Na jej podejrzliwe spojrzenie odpowiedział staro-cerkiewno-słowiańskim uśmiechem. Słowy innymi wyszczerzył swe czyste (w miarę) zęby, na twarz przybrał dosłownie niewinny wyraz i mrugnął do niej znacząco. Zaprawdę gest ów znaczył po prostu, że szczerze jest rozbawiony swoim postępowaniem. A raczej tym, że udało mu się zapędzić rozmówczynię w swoisty róg. Jednakże w duszy nie był z tego zadowolony. Smucił się trochę, gdyż nie chciał wyjść na takiego bardzo niemiłego człeka.

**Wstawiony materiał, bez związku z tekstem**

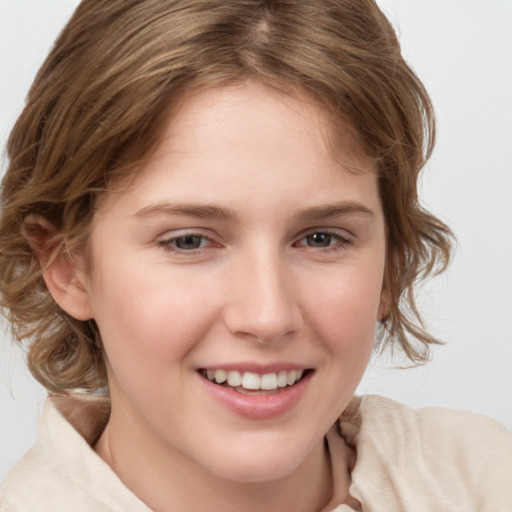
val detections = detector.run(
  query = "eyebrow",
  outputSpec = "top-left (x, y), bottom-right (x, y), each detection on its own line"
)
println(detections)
top-left (133, 202), bottom-right (238, 221)
top-left (295, 201), bottom-right (375, 221)
top-left (133, 201), bottom-right (374, 221)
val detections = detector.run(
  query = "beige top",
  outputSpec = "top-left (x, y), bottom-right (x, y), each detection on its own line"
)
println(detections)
top-left (0, 396), bottom-right (512, 512)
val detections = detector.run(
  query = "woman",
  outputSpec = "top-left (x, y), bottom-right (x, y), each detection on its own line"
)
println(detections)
top-left (0, 0), bottom-right (512, 511)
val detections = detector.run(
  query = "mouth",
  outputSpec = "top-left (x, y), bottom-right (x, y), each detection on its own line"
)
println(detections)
top-left (199, 368), bottom-right (313, 395)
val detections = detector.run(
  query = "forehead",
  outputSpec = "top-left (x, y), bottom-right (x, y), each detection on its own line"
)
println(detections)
top-left (95, 81), bottom-right (375, 217)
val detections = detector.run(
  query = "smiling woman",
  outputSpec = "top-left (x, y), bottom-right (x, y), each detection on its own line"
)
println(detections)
top-left (0, 0), bottom-right (512, 512)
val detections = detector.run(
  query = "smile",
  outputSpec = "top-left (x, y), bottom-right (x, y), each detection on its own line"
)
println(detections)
top-left (200, 369), bottom-right (308, 393)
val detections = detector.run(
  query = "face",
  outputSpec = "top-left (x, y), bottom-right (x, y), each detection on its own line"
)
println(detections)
top-left (79, 83), bottom-right (386, 482)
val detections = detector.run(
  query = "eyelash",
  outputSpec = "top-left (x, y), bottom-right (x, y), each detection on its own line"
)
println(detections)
top-left (294, 229), bottom-right (352, 252)
top-left (157, 229), bottom-right (352, 255)
top-left (157, 232), bottom-right (215, 254)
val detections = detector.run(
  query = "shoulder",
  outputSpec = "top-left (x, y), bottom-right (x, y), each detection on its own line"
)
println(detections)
top-left (340, 395), bottom-right (512, 512)
top-left (0, 397), bottom-right (148, 512)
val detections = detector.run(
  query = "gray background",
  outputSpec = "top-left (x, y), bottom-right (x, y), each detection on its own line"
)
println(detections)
top-left (0, 0), bottom-right (512, 480)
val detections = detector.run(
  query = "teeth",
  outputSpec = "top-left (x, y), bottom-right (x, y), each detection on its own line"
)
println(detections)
top-left (203, 370), bottom-right (304, 391)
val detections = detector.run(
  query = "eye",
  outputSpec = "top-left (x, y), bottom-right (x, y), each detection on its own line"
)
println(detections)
top-left (157, 233), bottom-right (214, 253)
top-left (296, 231), bottom-right (350, 249)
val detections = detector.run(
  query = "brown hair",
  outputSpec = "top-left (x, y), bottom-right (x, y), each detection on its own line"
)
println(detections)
top-left (0, 0), bottom-right (451, 392)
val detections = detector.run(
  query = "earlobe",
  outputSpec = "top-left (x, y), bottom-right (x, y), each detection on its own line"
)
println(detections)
top-left (23, 214), bottom-right (94, 320)
top-left (377, 290), bottom-right (391, 322)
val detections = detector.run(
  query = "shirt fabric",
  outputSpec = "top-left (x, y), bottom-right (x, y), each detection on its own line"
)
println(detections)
top-left (0, 395), bottom-right (512, 512)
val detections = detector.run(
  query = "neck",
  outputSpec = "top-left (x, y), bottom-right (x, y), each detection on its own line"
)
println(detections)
top-left (96, 419), bottom-right (338, 512)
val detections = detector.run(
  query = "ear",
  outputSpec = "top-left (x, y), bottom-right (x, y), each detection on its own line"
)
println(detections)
top-left (23, 214), bottom-right (93, 320)
top-left (377, 287), bottom-right (391, 322)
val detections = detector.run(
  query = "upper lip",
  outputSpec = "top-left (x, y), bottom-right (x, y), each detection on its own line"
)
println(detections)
top-left (198, 362), bottom-right (312, 375)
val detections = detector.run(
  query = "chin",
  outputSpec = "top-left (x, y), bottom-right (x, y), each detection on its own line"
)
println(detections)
top-left (202, 444), bottom-right (314, 484)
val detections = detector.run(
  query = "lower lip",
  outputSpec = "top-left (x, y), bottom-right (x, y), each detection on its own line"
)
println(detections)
top-left (199, 372), bottom-right (313, 420)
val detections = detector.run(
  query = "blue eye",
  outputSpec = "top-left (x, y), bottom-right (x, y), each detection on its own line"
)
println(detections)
top-left (306, 233), bottom-right (338, 247)
top-left (297, 231), bottom-right (350, 249)
top-left (172, 235), bottom-right (206, 251)
top-left (158, 233), bottom-right (211, 252)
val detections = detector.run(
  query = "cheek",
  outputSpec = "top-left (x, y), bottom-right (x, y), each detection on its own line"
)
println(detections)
top-left (300, 267), bottom-right (382, 350)
top-left (89, 262), bottom-right (215, 384)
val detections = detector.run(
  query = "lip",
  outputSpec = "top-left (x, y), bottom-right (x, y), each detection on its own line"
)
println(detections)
top-left (198, 363), bottom-right (311, 375)
top-left (196, 365), bottom-right (315, 420)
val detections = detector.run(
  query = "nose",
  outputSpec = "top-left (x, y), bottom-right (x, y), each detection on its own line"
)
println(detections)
top-left (224, 250), bottom-right (302, 343)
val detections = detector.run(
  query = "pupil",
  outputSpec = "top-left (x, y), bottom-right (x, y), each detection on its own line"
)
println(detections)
top-left (176, 235), bottom-right (201, 250)
top-left (308, 233), bottom-right (331, 247)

- Zaraz tam szantaż! To bardzo nieładne słowo w tym wypadku. Rzecz ująć można zgoła inaczej... po prostu toczymy zwykłą, może nieco ostentacyjną konwersację, która zadowolić ma obydwie strony. Ja chcę uzyskać informację, gdyż ciekawość ludzka nie zna granic, z drugiej strony ty nie chcesz, by ktoś dowiedział się o twojej sztuczce. Zawsze mogłem zażądać połowy skradzionego złota. Wtedy to byłby szantaż. Skąd mam mieć pewność, że w tej chwili nie łżesz, byleby swą skórę uratować? Mniejsza jednak o to. Wierzę ci, że hrabia niezbyt rozważnie postąpił. Przeważnie właśnie tacy bywają szlachetkowie. Może jednak podniecała go ta sprawa, jak krasnoluda podniecają krasnoludzice w burdelu? Przepraszam za wulgarne wyrażenie, moja droga! - rzekł i uderzył się w pierś jako-li asceta.
- Jak sądzisz... świadomy jest tego zagrożenia, że raczej nie spodoba się to królowi, lubo zacznie coś podejrzewać? Czy na myśli masz coś innego?